February 15, 1861
“The Union formed in 1789 is at last dissolved through the secession, without cause, of six of the slave States, the complicity of the remainder, and the imbecility and perfidy of President Buchanan. These six States have organized themselves into a Southern Confederacy, and unanimously elected Jefferson Davis , of Mississippi, President, and Alexander H. Stephens, of Georgia, Vice President. All of this has been done, we repeat, without cause…….Now, then, let there be a Convention of the Free States called to organize an independent government on free and just principles……”
February 8, 1861
There is one brief article from Parker Pillsbury, telling of a mob which interrupted an abolition meeting in Ann Arbor, Michigan, and a second letter from Susan B. Anthony, telling of a similar disturbance in Rome, New York.
February 8, 1861
This article recounts a debate in the Massachusetts House of Representatives over a motion to allow the Massachusetts Anti-Slavery Society the use of Representatives Hall, in consequence of the suppression of their meetings recently. The final vote was 69 Yeas, and 136 Nays.
February 1, 1861
Garrison’s letter indicates that he has been ill eighteen days, and that today’s meeting of the Massachusetts Anti-Slavery Society will be the first of its annual meetings he has missed. The meeting will be “the most encouraging and the most potential ever held by the Society, whether broken up by lawless violence, or permitted to proceed without molestation.”
January 25, 1861
An urgent call for people to return signed petitions against Slave-hunting in Massachusetts, to then be laid before the legislature. “Now, while the concessionists are at work… now is the time for those to speak who wish Massachusetts to be made a Free State indeed.”
January 18, 1861
“The ship Lesbia, under French colors, (supposed to be the ship Montauk of New York,) was recently taken by a Spanish steamer of war, and brought into Havana, with 900 negroes on board.”
January 18, 1861
Charles C. Burleigh writes from Florence, telling of two evenings in succession when he was accosted by a mob when giving anti-slavery speeches. On the second evening, during the disturbances, a stove was overturned; later that night in the school-house, where the stove was located, a fire burned the school-house to the ground.
January 11, 1861
“The Editor has been too ill to be able to give any attention to the Liberator this week.”
January 11, 1861
Virginia, Orange County —- People from this county in Virginia pass resolutions, including: “the cotton states will secede; that their destiny is our destiny; and that Virginia should retire before the 4th of March next, and place herself at the head of the column…that, with a united South, Abraham Lincoln will not make war against fifteen states; but should he do so, may God defend the right!”
Louisiana —- resolutions passed include one directed to the “brothers of South Carolina, hailing their noble State as a new and independent power…”
January 4, 1861
“We commence a new decade with the same confidence in the principles we espouse, the same assurance of success in the cause we advocate, that we felt at the commencement of our labors, — only greatly strengthened by the experience gained, and the progress made toward the goal of final victory.
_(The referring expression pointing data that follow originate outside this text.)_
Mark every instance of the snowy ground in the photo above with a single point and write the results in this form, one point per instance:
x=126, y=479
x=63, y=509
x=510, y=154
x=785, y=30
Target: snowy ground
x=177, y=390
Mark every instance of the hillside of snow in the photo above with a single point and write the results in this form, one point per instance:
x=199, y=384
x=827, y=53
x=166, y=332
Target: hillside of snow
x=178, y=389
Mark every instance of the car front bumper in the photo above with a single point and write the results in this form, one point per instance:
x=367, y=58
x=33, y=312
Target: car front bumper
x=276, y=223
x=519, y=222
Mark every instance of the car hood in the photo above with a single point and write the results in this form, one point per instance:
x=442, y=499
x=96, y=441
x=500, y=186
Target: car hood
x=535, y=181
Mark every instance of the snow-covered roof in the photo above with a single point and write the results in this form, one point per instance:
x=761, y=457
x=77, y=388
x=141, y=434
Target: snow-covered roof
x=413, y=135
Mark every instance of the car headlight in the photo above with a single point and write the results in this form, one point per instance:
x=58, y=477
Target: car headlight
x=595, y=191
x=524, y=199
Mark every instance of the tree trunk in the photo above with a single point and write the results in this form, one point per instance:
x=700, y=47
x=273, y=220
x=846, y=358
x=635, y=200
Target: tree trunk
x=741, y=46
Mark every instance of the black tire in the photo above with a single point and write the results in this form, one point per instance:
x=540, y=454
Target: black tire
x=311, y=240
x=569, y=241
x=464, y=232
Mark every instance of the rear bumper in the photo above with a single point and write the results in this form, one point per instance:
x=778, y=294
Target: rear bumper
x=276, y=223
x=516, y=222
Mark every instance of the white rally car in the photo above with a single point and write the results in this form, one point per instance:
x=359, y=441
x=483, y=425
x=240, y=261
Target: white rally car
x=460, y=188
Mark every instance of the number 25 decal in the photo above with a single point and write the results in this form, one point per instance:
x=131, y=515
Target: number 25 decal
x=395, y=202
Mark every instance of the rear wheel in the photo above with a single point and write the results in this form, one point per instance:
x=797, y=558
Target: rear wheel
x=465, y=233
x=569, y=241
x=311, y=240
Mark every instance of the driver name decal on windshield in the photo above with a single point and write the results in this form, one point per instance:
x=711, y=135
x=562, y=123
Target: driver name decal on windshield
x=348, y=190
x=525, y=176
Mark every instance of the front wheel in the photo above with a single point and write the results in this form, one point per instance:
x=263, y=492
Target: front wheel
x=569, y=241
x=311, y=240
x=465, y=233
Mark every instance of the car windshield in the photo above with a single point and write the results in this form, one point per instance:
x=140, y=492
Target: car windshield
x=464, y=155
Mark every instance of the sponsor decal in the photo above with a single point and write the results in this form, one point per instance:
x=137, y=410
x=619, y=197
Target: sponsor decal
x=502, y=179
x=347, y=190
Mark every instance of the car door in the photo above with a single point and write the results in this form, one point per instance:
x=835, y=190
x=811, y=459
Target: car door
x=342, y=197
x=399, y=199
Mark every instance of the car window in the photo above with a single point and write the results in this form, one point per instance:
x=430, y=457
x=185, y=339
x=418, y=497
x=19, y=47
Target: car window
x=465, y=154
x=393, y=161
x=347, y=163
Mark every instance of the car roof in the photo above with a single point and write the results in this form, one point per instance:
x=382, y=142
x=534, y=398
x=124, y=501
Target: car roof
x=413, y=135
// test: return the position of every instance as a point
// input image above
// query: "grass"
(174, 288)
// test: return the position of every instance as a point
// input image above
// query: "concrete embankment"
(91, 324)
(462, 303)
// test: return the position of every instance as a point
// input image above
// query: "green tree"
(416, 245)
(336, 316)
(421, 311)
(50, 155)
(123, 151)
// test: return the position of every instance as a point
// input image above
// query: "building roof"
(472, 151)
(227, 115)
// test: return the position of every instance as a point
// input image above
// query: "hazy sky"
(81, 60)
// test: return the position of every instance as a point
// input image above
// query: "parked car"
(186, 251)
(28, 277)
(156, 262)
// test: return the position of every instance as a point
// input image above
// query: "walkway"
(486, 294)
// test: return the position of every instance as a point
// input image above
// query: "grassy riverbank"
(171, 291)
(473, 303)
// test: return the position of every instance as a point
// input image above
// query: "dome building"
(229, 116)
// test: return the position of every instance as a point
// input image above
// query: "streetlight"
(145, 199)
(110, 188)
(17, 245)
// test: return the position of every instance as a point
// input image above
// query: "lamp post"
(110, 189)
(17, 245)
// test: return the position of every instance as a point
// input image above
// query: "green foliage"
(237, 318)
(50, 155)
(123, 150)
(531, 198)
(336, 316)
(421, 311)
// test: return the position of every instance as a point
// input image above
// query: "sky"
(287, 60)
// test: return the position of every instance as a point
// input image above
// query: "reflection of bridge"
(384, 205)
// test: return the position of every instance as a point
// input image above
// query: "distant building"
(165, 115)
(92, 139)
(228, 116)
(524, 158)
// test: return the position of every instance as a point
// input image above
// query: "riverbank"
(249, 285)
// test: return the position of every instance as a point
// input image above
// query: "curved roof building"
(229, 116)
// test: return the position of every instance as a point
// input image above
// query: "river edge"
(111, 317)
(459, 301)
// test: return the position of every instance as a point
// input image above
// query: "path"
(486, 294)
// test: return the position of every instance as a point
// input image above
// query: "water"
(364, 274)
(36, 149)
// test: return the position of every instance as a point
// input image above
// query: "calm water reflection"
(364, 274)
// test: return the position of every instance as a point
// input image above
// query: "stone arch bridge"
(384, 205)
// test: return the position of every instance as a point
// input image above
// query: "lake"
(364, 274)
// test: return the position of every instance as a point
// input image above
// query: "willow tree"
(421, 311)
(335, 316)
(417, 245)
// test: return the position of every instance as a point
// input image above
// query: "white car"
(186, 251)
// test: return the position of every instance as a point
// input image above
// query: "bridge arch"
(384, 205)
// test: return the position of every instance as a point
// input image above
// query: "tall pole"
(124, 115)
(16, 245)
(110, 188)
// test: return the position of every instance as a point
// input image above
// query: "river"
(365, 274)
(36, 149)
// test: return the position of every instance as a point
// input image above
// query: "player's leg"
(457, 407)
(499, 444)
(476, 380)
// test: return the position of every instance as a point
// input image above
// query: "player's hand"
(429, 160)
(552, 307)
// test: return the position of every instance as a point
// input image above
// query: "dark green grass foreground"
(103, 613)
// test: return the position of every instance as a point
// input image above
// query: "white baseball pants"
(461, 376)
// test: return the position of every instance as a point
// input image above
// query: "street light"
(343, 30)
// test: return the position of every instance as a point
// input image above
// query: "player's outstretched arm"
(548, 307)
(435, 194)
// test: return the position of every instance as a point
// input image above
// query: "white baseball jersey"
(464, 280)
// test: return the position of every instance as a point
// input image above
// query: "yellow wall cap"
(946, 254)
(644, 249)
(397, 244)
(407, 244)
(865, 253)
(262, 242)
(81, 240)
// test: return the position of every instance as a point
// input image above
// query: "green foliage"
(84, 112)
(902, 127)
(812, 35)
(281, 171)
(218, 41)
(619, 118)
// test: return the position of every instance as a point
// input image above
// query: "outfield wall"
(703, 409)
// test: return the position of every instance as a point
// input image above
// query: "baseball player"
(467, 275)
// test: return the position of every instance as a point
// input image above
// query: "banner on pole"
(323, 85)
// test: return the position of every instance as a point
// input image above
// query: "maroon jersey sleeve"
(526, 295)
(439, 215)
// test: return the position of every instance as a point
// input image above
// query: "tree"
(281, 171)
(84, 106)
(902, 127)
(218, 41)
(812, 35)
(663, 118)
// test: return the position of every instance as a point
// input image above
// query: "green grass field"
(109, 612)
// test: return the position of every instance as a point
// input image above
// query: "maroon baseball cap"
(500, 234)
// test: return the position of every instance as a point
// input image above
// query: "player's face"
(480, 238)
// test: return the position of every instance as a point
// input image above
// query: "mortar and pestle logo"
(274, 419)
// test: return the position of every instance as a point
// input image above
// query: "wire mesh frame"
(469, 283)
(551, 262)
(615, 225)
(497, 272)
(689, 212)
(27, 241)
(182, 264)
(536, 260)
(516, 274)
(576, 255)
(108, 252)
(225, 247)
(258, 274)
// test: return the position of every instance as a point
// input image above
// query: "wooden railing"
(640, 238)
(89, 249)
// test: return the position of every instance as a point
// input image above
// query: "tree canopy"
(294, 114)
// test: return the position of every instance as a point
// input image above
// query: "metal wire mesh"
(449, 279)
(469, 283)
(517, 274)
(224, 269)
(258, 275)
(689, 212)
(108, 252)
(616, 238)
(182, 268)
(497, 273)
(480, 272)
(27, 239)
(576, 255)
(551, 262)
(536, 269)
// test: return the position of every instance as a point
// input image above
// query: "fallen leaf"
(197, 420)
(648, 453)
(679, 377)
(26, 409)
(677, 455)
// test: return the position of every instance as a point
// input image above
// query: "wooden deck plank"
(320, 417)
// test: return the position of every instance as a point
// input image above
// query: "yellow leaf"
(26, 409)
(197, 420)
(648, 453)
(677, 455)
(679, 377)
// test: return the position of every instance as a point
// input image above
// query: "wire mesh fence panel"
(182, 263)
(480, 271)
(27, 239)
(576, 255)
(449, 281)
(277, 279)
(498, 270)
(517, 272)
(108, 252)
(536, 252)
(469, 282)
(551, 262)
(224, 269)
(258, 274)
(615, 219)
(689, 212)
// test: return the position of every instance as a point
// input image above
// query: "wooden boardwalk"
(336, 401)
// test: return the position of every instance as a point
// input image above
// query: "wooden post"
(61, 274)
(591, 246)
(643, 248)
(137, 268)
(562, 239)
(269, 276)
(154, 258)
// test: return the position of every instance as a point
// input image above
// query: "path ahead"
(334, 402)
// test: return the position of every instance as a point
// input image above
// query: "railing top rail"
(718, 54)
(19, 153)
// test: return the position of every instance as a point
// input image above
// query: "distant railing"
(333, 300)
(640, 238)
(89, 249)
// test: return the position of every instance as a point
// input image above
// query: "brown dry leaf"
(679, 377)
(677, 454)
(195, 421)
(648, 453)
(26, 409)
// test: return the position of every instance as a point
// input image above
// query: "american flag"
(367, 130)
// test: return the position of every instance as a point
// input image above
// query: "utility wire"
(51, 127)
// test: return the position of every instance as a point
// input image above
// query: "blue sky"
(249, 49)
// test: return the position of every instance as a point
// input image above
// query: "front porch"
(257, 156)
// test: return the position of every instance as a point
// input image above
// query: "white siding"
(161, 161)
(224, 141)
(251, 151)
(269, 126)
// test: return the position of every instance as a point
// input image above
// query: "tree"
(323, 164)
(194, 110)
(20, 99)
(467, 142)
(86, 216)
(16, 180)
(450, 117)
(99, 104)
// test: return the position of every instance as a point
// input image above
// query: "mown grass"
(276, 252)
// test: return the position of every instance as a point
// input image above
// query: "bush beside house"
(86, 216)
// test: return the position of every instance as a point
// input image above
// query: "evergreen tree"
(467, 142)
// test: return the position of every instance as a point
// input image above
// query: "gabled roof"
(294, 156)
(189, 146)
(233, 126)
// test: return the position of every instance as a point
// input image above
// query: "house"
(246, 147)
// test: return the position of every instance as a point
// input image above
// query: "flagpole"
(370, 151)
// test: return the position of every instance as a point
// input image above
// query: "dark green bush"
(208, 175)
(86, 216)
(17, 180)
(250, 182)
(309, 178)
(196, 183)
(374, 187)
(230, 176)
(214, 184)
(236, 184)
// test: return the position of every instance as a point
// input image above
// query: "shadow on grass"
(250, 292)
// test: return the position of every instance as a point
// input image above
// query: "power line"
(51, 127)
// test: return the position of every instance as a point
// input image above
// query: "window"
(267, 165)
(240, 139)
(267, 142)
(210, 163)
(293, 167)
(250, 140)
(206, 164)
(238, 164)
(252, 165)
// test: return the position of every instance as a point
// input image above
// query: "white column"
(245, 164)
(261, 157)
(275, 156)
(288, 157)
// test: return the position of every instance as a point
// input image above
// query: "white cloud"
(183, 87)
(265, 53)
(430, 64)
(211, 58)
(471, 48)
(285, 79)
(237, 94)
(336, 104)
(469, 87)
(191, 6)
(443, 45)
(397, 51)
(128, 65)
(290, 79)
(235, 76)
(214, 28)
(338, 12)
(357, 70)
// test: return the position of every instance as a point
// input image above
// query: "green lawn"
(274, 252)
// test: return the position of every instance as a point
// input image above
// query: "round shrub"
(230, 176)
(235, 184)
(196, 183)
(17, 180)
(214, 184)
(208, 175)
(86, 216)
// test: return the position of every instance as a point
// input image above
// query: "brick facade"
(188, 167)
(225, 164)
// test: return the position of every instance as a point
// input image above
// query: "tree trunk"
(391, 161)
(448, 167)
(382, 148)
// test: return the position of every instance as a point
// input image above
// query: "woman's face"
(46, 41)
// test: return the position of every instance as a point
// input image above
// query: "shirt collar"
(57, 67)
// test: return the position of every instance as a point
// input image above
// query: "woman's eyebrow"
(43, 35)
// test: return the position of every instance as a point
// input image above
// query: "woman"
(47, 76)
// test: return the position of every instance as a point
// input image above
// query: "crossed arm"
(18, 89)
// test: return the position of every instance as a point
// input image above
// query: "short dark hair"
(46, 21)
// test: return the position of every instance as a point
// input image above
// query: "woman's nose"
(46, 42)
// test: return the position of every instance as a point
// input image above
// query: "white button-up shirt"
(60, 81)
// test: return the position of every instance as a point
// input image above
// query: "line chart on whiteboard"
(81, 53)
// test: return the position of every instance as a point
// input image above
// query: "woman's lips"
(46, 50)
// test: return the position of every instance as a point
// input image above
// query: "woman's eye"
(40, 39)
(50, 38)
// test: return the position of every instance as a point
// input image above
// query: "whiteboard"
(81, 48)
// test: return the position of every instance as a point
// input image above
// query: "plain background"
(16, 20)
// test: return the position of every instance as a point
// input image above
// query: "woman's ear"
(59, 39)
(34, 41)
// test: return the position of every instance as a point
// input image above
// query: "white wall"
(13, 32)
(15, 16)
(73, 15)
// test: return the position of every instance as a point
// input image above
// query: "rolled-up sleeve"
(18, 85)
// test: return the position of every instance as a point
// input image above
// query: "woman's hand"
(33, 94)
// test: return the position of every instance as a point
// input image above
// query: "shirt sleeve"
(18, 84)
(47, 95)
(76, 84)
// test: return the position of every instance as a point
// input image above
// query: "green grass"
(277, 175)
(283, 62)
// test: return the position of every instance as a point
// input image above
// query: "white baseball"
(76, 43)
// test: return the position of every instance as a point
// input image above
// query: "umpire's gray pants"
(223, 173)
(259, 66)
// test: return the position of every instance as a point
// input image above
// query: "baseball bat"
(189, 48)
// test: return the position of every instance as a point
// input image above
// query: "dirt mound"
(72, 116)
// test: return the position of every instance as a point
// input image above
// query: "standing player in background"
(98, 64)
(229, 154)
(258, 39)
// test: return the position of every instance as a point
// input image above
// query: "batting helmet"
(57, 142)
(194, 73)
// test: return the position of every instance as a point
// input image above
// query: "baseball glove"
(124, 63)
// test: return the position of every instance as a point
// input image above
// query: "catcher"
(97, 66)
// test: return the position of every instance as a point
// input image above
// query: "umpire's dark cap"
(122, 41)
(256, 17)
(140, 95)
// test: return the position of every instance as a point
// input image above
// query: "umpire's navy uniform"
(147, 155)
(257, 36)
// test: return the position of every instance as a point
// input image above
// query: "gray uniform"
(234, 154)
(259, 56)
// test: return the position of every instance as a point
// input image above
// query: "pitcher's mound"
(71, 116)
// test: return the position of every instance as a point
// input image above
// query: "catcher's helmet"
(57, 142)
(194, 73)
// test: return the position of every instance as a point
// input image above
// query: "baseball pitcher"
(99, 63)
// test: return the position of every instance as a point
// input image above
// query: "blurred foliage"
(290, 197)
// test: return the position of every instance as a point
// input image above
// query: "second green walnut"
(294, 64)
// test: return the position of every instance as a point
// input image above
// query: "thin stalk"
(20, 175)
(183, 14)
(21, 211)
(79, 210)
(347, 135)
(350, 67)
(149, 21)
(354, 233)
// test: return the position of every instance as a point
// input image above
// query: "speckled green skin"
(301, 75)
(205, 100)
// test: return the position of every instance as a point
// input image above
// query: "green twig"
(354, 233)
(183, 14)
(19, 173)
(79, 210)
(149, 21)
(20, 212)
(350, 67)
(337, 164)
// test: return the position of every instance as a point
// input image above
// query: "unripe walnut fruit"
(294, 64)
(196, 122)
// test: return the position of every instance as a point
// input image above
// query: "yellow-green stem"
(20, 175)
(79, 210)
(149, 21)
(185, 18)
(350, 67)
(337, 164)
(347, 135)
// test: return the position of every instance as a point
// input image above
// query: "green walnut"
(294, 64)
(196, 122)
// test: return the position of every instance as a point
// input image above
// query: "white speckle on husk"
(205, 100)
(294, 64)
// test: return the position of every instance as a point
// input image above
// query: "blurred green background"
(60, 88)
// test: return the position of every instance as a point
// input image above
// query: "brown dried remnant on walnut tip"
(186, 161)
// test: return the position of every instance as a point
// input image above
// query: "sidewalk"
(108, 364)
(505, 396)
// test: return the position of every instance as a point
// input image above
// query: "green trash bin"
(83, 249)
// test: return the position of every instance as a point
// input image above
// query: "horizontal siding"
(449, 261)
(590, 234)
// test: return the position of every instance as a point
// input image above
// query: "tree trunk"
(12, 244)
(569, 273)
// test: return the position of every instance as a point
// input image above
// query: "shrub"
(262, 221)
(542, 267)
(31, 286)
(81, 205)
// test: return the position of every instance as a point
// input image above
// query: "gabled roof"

It has been a long, desperate, and (humanly speaking) most unequal struggle with the organized religious sentiment, the political power, the combined wealth, the recognized respectability, the popular feeling, the business selfishness, the satanic malignity, and the universal brutality and ruffianism of the country; but, from the hour the bugle of freedom first sounded its notes in favor of immediate and universal emancipation, the movement has advanced with slow but irresistible power, under Divine guidance, confounding the wisdom of the wise, contemning the might of the strong, taking the cunning in their own craftiness, unmasking the hypocritical, swallowing up all the rods of the magicians, breaking sects and parties into fragments, vanquishing all opponents, its poverty more than a match for all the wealth of the land, its spirit sublime and unconquerable , its truths self-evident, and its results glorious in the annals of historic achievement; and still,
“Against the wind, against the tide,
It steadies with upright keel,”
outstripping all competition, and with the haven of righteousness and peace full in view.”